I discovered the existence of this novel by accident while reading up on Winnie the Pooh (as you do) and decided I had to have a copy. So I got my mitts on a bargain from eBay and revelled in reading a real old-fashioned murder mystery on my daily commute.
The first thing that struck me as I opened my battered copy, was the lovely dedication to Milne’s father at the start of the book:
Like all really nice people, you have a weakness for detective stories, and feel that there are not enough of them. So after all that you have done for me, the least I can do for you is to write one. Here it is: with more gratitude and affection than I can well put down here.
It reminded me of something I read about John Buchan’s Thirty-Nine Steps, where he said that there weren’t enough of a certain kind of adventure stories so he wrote one! And then I felt sad, as in my copy, a re-print it had a further note alluding to the fact that Milne’s father died before he was able to read it. It seems as if Milne enjoyed writing for people very much which makes me feel that his stories are quite special.
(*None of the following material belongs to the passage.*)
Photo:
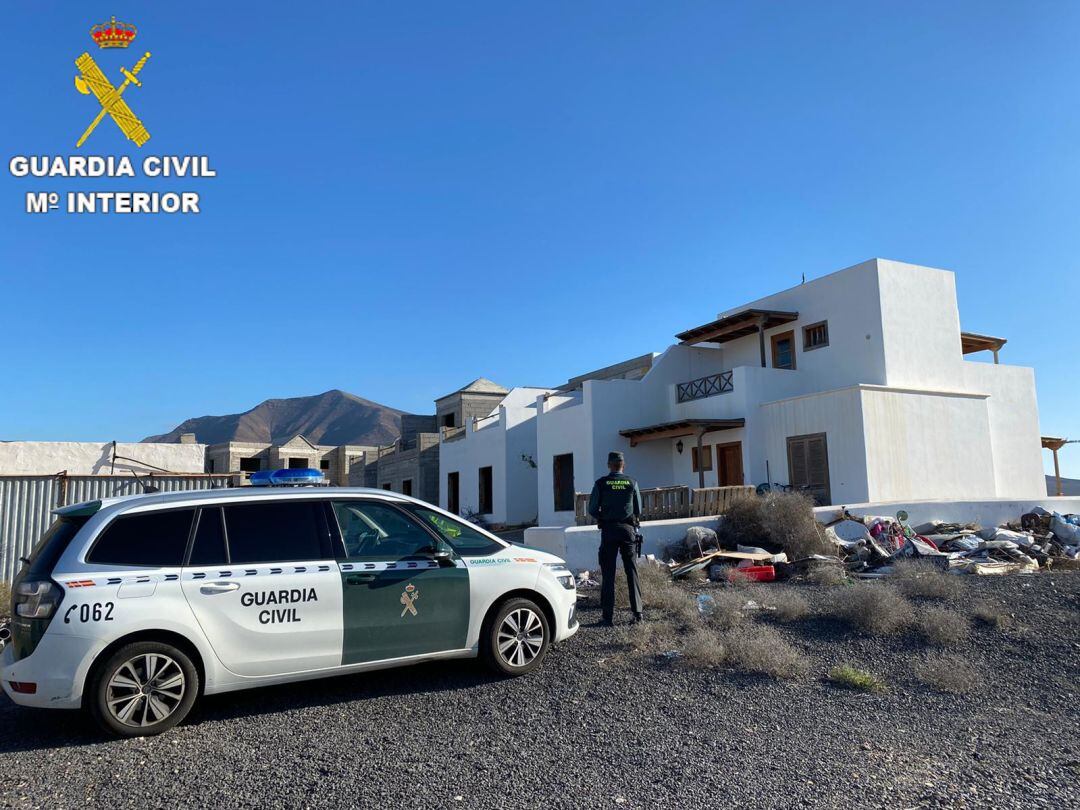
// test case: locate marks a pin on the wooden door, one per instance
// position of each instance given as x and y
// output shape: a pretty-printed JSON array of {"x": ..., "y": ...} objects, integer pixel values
[{"x": 729, "y": 464}]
The story itself is a typical mystery with an English country house setting. The Red House, belongs to Mark Ablett, and it is the scene for the dramatic murder of his brother Robert, who is something of a black sheep and has just arrived from Australia to visit Mark. Robert is found dead in a locked room on the day that Tony Gillingham decides to visit his friend Bill who also lives at the house. Tony and Bill decide to investigate.
I really enjoyed reading The Red House Mystery. Tony and Bill make the perfect Holmes-Watson partnership unravelling the many clues, and it was great to just read something a bit fun. I enjoyed Milne’s writing and found that I could see echos of Pooh Bear about Bill. At times Tony is a little arch in his manner but that’s part of what makes the dialogue between the two characters so entertaining. Tony, an amateur detective with a photographic memory ponders;
“Of course it’s very hampering being a detective, when you don’t know anything about detecting, and when nobody knows that you’re doing detecting, and you can’t have people up to cross-examine them, and you neither have the energy or the means to make proper inquiries; and in short, when you’re doing the whole thing in a thoroughly amateur, haphazard way.”
It’s an entertaining journey trying to figure out has happened, and it’s possible to guess at least half of the situation from the clues while being kept in the dark enough to be surprised. What really makes it a joy to read though is Milne’s unique voice.
The Red House Mystery is the perfect book to snuggle up with on a cold night with a cup of mulled wine or hot tea.
Oh and you can read most of it for free on Google reader (although I think there are some missed pages), or get a taster to see if you want to buy a copy.
Have you read anything else by A.A.Milne?